Milliarden-Erbin mit Kapitalismus-Kritik

In der Frankfurter Allgemeinen Sonntagszeitung scheint die Hitzewelle dazu geführt zu haben, dass ein Aufsehen erregendes Interview mit klarer Kapitalismus-Kritik, vorgetragen von einer Großerbin, auf einer kompletten Seite abgedruckt wurde. In der Ausgabe vom 19. Juni wird Marlene Engelhorn vorgestellt, eine 30jährige Frau, deren Urururgroßvater 1865 das Chemieunternehmen BASF gründete und die ein Milliarden-Euro-Erbe erwartet. Sie wird unter anderem mit den folgenden Aussagen zitiert: „Ich kenne kein sauberes Geld. Hinter solchen [Bill Gates´] Vermögen stehen Geschichten des Raubs, der Ausbeutung, der Vernichtung. Bei den anderen Überreichen ist es genauso, etwa bei Jeff Bezos oder Elon Musk.

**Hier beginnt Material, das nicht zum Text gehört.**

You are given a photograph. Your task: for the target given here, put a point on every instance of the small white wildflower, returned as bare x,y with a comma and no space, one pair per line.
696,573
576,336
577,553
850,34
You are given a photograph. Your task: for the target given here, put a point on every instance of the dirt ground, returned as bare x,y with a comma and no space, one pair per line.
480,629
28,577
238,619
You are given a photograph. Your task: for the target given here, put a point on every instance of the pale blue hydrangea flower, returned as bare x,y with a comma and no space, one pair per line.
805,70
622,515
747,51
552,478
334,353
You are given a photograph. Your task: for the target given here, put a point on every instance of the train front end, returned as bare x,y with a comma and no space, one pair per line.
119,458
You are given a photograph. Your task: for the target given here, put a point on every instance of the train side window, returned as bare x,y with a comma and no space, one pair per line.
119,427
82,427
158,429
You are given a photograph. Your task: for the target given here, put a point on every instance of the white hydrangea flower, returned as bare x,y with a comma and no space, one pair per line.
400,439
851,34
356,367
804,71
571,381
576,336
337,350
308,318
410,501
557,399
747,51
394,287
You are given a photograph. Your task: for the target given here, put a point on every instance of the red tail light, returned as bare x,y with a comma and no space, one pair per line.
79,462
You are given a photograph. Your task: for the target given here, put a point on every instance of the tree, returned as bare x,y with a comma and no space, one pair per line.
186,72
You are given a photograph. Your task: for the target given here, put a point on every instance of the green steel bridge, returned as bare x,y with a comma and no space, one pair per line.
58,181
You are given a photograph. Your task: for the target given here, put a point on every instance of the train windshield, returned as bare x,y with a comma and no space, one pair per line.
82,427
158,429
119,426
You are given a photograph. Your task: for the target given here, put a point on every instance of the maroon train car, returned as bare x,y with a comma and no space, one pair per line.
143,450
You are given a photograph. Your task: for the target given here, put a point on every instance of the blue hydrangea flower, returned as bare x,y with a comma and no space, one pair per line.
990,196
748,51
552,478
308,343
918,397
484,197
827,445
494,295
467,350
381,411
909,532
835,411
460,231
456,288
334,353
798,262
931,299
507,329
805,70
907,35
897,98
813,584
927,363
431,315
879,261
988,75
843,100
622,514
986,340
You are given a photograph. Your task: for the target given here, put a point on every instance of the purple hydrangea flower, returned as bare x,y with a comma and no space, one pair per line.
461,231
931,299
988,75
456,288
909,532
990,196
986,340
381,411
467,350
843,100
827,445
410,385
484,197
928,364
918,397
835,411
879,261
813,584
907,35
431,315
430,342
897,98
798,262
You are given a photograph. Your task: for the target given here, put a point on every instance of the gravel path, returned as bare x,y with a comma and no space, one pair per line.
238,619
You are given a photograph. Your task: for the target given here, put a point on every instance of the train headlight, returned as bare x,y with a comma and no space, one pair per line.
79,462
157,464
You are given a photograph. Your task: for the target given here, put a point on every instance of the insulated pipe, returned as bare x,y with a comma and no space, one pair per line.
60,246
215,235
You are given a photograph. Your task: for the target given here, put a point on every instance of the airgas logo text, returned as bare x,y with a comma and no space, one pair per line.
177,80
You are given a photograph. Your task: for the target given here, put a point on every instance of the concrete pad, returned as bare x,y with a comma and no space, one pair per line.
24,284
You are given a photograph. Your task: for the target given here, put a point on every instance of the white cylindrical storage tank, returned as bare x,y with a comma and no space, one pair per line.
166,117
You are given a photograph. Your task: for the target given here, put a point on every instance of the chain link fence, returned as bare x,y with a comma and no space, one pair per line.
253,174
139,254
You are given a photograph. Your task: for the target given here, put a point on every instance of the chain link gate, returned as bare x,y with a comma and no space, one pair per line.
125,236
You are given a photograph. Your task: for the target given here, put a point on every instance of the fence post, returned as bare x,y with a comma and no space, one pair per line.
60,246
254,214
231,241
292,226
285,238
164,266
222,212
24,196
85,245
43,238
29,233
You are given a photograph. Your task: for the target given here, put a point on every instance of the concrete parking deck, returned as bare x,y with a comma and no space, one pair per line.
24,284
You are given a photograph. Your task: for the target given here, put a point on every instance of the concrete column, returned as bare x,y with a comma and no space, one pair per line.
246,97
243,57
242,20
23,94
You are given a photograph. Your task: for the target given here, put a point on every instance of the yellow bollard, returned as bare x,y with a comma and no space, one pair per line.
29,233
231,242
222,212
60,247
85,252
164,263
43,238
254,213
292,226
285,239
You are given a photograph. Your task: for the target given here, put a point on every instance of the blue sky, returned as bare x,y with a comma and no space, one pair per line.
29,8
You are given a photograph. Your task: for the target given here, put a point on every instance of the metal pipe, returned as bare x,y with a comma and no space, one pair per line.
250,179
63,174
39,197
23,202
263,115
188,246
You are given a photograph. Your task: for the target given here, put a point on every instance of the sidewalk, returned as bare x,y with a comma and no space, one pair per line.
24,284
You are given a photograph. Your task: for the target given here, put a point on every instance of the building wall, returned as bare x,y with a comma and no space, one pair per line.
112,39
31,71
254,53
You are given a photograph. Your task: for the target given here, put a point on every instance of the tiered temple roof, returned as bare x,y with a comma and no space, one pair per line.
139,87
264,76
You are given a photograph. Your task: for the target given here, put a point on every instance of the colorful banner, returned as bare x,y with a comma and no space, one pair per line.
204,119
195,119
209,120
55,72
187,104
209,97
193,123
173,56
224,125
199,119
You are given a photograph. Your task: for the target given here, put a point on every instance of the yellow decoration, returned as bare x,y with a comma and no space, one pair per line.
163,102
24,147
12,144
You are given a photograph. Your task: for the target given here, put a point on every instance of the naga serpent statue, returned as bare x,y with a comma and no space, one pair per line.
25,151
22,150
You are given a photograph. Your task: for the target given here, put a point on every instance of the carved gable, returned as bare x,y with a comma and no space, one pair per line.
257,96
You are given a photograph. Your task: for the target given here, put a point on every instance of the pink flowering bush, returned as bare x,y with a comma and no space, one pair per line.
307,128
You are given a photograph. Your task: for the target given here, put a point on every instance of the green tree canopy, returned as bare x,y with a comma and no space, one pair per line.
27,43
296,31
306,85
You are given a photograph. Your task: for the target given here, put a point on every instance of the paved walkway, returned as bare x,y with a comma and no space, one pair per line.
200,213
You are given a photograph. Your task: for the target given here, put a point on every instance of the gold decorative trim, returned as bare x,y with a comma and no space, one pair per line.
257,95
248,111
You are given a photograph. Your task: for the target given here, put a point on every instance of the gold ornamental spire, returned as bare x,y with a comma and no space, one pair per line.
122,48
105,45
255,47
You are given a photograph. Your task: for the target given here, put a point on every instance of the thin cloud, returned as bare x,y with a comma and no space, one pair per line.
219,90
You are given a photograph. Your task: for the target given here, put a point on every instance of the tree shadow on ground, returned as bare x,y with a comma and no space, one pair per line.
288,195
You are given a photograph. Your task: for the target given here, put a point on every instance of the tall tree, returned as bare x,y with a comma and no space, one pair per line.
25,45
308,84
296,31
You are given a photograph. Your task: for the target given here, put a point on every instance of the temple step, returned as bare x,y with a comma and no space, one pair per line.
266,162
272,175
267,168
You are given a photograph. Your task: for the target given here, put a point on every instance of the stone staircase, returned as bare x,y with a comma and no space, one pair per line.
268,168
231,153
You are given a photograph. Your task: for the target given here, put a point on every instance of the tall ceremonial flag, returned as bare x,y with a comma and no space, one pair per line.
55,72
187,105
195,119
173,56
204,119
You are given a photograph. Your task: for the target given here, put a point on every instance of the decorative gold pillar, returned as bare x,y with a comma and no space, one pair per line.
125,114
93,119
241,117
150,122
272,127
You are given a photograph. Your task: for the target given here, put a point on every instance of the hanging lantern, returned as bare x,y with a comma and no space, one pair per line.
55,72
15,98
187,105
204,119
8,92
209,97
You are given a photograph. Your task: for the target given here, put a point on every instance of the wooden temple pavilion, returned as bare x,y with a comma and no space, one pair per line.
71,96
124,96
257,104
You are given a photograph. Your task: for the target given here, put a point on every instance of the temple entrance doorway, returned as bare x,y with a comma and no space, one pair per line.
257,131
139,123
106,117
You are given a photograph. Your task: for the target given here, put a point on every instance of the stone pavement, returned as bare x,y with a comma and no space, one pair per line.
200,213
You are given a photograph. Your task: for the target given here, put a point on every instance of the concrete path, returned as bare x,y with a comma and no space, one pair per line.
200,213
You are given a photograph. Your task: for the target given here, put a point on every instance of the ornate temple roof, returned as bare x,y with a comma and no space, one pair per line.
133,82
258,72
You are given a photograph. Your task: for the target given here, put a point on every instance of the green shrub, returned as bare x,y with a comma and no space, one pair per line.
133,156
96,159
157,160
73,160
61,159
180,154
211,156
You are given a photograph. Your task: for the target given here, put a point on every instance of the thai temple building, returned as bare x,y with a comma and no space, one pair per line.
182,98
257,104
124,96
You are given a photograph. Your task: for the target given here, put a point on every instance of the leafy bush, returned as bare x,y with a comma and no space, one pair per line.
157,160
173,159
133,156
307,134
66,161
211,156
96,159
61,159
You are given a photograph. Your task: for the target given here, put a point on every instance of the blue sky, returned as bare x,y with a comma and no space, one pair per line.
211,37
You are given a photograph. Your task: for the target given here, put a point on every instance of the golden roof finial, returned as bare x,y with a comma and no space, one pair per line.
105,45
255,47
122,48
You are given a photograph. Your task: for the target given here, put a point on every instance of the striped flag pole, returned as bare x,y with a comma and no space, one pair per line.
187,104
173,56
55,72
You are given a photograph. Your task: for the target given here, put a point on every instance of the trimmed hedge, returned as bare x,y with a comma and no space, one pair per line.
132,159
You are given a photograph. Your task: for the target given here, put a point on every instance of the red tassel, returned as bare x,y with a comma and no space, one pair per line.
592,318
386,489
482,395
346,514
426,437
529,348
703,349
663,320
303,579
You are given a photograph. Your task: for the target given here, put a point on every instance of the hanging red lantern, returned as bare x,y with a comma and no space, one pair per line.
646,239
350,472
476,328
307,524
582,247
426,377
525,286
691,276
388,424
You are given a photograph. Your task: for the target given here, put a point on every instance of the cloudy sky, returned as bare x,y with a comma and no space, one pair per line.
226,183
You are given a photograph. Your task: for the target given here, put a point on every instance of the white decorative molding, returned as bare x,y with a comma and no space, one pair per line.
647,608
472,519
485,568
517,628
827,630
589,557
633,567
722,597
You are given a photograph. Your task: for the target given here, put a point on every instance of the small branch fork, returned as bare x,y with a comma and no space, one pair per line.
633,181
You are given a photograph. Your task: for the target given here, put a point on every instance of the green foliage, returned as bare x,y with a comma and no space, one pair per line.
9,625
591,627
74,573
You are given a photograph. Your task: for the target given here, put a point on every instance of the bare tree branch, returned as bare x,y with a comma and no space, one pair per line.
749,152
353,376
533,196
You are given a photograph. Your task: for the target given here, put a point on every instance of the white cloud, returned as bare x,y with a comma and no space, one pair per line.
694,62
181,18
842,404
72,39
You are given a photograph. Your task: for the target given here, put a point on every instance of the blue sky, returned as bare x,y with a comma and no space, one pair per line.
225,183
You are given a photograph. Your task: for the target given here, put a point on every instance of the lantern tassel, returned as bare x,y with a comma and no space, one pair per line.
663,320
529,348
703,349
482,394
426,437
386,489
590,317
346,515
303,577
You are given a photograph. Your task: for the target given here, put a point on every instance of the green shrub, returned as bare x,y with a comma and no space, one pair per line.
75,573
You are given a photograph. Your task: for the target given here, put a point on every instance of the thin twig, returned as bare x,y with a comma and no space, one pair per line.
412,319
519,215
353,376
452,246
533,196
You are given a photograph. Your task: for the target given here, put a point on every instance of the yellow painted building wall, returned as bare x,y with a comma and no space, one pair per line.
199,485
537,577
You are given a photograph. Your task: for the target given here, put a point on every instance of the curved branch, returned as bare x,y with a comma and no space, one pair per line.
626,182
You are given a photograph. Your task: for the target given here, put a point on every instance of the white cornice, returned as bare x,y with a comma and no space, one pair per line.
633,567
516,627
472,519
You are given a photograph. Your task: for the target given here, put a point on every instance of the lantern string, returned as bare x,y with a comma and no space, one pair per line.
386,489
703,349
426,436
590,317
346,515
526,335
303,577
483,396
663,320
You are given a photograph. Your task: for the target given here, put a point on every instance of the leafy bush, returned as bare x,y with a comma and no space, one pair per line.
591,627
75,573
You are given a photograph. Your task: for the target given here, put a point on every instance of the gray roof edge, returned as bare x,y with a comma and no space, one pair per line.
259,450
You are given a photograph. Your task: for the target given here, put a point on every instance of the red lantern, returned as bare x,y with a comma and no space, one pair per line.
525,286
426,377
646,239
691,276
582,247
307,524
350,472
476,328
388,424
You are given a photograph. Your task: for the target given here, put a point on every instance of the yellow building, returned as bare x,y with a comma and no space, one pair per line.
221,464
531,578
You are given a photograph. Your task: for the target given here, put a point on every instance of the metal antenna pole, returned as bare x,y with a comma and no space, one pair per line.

Kommen sie aus Russland, nennen wir sie Oligarchen. Gates ist der zweitgrößte Geldgeber der Weltgesundheitsorganisation. Er hat mehr Macht als manche Staaten. […] Seit er versprochen hat, die Hälfte seines Vermögen zu spenden, hat er sein Vermögen verdreifacht.“ Oder auch, als Antwort auf eine Frage mit einem Loblied auf die Biontech-Gründer: „Die mRNA-Forschung ist viel älter als diese Firma. Die Biontech-Gründer konnten diese Grundlagenforschung aufgreifen, die mit öffentlichen Mitteln finanziert wurde. Und die Patente sorgen jetzt dafür, dass die Gesellschaft für den Impfstoff ein zweites Mal zahlen muss. Was für ein Unsinn! Wir sollten es nicht der Willkür der Milliardäre überlassen, ob solche Firmen entstehen und Erfolg haben oder nicht.“

Geht das gut? Wird die mutige Dame wirklich erben? Und kann sie dann bei ihren Ansichten bleiben? Lunapark21 wünscht ihr das. Und uns auch.